Song of Kali is a very personal horror favorite of mine, and has been ever since I tracked it down around 1989 or '90 and had to place a special order for it even then. Can't recall how I'd heard of it; probably some interview with Ellison somewhere. The glorious red textured paperback cover was like manna from heaven for me, while thanks go to Jill Bauman, for a cover illustration actually relates to the plot. For years I'd kept my original paperback (Tor, November 1986) in perfect condition, and I also bought this beat-up used copy so I could reread it - three times now! - and mark my favorite passages, for instance:
I think that there are black holes in reality. Black holes in the human spirit. And actual places where, because of density or misery or sheer human perversity, the fabric of things comes apart and that black core in us swallows all the rest.

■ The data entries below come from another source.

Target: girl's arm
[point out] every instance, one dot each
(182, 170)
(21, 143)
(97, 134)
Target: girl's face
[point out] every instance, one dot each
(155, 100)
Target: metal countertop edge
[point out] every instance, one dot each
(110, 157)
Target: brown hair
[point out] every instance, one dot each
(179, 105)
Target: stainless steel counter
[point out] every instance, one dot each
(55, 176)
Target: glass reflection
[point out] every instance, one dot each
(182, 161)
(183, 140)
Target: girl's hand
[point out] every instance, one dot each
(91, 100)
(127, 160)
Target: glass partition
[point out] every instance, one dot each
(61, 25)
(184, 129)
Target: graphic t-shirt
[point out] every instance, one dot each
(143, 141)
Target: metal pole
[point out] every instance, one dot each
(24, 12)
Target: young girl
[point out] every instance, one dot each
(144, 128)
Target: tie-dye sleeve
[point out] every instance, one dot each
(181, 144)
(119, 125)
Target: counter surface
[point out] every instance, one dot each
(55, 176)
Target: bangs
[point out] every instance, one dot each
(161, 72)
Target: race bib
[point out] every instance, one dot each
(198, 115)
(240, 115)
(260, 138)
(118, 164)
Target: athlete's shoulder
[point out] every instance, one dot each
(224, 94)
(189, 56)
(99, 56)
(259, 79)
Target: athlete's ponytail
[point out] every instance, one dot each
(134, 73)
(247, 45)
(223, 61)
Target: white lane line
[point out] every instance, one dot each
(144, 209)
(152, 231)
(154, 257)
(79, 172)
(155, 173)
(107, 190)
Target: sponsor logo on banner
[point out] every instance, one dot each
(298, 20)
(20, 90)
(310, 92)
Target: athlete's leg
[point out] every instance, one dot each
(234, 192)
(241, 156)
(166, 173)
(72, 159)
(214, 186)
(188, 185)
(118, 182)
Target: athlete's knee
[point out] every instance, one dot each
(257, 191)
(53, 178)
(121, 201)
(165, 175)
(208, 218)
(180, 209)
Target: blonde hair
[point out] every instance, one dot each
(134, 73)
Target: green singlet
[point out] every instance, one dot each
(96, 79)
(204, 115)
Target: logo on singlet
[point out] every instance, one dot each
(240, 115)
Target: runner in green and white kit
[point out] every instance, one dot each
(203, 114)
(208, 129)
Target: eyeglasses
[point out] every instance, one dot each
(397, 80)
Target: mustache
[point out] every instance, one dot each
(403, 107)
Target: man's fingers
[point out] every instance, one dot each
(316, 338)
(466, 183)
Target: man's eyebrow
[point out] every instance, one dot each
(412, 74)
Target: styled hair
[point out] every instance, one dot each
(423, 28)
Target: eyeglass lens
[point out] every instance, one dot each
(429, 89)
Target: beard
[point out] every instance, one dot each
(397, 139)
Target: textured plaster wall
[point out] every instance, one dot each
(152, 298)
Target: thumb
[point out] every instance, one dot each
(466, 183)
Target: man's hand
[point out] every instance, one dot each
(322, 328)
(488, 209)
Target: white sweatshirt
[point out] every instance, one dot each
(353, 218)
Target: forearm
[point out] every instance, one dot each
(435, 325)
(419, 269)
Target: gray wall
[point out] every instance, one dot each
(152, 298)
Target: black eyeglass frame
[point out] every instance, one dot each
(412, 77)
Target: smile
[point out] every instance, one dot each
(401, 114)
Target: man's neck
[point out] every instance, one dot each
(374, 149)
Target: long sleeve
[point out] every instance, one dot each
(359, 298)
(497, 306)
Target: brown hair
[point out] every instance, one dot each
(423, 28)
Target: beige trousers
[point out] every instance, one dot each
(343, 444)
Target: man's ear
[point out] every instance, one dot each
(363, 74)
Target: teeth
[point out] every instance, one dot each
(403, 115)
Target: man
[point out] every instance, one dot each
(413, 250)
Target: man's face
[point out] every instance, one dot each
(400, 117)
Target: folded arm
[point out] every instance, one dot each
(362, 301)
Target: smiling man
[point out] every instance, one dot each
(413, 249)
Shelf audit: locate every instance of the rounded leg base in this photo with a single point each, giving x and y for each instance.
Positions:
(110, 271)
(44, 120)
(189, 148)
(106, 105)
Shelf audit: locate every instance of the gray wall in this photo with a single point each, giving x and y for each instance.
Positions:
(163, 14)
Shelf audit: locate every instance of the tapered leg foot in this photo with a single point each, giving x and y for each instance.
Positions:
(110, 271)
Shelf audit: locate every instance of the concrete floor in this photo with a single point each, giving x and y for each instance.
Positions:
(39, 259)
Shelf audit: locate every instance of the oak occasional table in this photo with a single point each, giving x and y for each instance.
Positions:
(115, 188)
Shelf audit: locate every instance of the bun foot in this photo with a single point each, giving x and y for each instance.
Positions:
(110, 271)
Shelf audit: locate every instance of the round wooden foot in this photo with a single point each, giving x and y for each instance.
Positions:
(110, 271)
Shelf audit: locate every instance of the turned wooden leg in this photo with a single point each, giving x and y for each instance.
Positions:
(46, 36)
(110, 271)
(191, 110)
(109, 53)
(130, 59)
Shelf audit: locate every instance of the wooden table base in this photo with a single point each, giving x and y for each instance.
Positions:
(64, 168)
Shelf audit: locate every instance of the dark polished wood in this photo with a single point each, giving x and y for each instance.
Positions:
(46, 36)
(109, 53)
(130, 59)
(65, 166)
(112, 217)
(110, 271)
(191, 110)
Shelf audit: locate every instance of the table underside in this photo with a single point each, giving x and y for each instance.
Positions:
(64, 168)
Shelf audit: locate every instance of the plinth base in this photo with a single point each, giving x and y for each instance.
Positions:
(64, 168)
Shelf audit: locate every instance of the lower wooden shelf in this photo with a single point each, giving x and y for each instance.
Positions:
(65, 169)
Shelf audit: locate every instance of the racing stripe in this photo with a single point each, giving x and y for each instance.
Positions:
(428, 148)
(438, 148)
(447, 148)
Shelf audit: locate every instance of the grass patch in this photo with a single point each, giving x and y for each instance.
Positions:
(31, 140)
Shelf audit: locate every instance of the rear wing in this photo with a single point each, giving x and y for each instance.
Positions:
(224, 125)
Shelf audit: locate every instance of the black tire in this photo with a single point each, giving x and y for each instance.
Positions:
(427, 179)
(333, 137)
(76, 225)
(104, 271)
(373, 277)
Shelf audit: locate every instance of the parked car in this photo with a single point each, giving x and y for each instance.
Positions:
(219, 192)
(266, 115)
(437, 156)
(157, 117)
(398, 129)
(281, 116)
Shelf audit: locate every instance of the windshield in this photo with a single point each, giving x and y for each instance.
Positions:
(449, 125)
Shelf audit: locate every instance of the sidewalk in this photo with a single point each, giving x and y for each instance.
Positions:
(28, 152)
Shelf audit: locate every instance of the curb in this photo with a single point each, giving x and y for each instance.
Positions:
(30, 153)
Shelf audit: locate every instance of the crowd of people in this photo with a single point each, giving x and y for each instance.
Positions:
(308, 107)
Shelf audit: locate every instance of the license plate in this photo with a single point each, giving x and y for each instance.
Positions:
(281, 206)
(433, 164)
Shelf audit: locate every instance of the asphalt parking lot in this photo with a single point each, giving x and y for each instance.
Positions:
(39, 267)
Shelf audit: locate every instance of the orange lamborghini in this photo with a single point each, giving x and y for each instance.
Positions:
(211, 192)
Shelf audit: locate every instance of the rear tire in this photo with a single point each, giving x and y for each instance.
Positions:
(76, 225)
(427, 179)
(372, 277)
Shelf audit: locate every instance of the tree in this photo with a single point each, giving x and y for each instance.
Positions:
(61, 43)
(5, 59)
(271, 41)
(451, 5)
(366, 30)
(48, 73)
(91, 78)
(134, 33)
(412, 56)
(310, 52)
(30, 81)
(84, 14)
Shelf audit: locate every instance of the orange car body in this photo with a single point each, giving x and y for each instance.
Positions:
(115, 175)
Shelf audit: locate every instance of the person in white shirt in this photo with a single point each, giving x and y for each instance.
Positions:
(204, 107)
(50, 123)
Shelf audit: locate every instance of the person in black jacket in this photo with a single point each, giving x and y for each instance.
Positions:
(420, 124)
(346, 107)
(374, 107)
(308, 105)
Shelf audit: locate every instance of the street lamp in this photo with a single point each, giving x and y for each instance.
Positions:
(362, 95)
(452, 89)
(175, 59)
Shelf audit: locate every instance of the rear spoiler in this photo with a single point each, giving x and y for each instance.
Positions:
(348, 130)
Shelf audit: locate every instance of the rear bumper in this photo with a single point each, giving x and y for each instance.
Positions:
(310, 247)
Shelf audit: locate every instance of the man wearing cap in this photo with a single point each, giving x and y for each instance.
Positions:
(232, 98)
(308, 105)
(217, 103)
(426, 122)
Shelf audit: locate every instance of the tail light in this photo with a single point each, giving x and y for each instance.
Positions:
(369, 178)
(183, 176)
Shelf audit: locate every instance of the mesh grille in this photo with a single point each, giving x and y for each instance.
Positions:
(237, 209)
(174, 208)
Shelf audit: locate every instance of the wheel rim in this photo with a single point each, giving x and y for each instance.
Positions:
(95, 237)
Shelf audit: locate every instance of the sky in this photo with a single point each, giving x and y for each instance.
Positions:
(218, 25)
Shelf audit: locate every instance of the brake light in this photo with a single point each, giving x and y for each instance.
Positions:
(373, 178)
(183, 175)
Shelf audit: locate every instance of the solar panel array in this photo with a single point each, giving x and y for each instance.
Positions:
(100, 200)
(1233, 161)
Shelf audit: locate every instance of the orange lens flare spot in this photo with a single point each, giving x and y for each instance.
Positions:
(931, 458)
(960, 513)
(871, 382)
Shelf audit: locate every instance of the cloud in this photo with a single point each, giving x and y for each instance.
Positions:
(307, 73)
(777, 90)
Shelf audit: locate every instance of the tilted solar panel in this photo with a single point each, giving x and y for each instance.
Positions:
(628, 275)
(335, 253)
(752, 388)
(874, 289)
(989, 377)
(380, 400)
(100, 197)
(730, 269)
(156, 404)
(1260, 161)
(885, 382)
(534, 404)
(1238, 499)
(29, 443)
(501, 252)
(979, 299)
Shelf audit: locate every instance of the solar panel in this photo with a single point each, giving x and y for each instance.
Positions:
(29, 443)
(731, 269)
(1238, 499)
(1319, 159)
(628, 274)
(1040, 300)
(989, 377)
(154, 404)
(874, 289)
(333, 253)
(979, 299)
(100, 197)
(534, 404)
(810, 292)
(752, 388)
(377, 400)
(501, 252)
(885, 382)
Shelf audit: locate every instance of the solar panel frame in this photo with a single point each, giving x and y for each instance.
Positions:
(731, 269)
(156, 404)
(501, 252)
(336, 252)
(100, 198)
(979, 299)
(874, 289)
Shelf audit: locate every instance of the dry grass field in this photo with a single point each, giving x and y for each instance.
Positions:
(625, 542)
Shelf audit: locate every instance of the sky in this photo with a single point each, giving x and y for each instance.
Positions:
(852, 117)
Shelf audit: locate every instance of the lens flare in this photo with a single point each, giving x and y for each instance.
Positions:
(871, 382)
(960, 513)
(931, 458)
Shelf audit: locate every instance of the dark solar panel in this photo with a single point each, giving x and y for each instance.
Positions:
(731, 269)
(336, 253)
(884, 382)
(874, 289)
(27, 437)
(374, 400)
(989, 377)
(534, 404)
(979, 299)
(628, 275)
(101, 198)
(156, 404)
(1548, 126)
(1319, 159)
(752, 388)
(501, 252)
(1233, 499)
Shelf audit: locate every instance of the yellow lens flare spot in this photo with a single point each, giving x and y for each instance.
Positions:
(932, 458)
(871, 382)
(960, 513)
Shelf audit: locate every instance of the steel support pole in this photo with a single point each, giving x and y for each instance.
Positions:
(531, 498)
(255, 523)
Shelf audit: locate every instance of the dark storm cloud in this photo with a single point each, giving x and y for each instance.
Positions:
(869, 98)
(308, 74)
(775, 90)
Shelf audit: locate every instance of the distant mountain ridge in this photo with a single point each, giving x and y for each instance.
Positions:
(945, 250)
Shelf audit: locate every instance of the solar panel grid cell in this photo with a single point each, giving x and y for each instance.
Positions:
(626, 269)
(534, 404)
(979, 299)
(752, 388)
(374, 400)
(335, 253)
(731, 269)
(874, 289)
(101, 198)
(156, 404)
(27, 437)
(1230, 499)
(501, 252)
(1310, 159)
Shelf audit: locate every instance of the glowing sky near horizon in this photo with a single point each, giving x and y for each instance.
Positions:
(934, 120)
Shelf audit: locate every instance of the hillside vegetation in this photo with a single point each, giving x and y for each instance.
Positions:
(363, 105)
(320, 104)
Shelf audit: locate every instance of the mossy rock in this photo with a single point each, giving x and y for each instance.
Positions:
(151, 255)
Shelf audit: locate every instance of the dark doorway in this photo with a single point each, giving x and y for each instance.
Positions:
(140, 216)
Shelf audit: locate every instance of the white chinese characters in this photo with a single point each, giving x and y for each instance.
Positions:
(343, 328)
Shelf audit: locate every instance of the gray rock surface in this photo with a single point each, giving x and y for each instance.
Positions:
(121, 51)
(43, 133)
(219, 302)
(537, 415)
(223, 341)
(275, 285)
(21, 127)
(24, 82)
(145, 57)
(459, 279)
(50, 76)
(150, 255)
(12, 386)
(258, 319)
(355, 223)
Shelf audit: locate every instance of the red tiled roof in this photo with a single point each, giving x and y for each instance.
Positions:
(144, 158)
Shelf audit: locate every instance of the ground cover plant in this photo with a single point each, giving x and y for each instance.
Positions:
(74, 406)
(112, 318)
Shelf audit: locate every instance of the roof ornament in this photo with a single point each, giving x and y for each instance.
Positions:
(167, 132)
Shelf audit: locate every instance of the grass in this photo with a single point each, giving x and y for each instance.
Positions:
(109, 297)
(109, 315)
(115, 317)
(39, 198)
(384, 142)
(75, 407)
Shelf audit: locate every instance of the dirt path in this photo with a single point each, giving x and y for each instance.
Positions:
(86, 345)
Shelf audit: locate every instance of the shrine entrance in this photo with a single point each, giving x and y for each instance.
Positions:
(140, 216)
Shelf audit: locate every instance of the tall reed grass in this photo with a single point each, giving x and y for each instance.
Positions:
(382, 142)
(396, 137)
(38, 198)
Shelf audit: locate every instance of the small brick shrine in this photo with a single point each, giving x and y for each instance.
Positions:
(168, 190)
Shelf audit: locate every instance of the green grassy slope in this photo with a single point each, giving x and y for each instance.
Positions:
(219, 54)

An aspiring American poet named Robert Luczak, his Indian wife Amrita, and their infant daughter trek to Calcutta so he can track down a lauded and mysterious old Indian poet, M. Das, whose unsettling new work has been making the rounds of the literary world - after his supposed death some years before. But the young American finds an exotic and dangerous world beyond his worst... oh, you know. You know. But Song of Kali also has something to say, as its dour anxieties address (inherent?) xenophobia, fear of women (manifested in the devouring goddess of Kali), the all-too-real fear of our children being harmed, as well as our unholy, unending passion and capacity for violence.
1991 Tor reprint
Simmons also does the nearly unbelievable job of bringing an unhallowed, nightmare version of Calcutta to life on the page - I believe he was in the city for only several days to do research - a dank dreadful atmosphere, swarming noxious crowds, shadowy cult secrets, and bloated, rotting corpses. It's so palpable, and strikingly unique in the annals of '80s horror fiction. And those with some knowledge of India's ancient religious myths will find the tale all the more disturbing. But in the end the only true evil, the only evil ever, is human and never divine.
The song of Kali is now sung, the age of Kali has begun. Listen.
"The world is pain/O terrible wife of Siva/ You are chewing the flesh/Your tongue is drinking the blood, O dark Mother! O unclad Mother/O beloved of Siva/The world is pain."
Oh. Hells. Yeah. And still in print. Pick it up.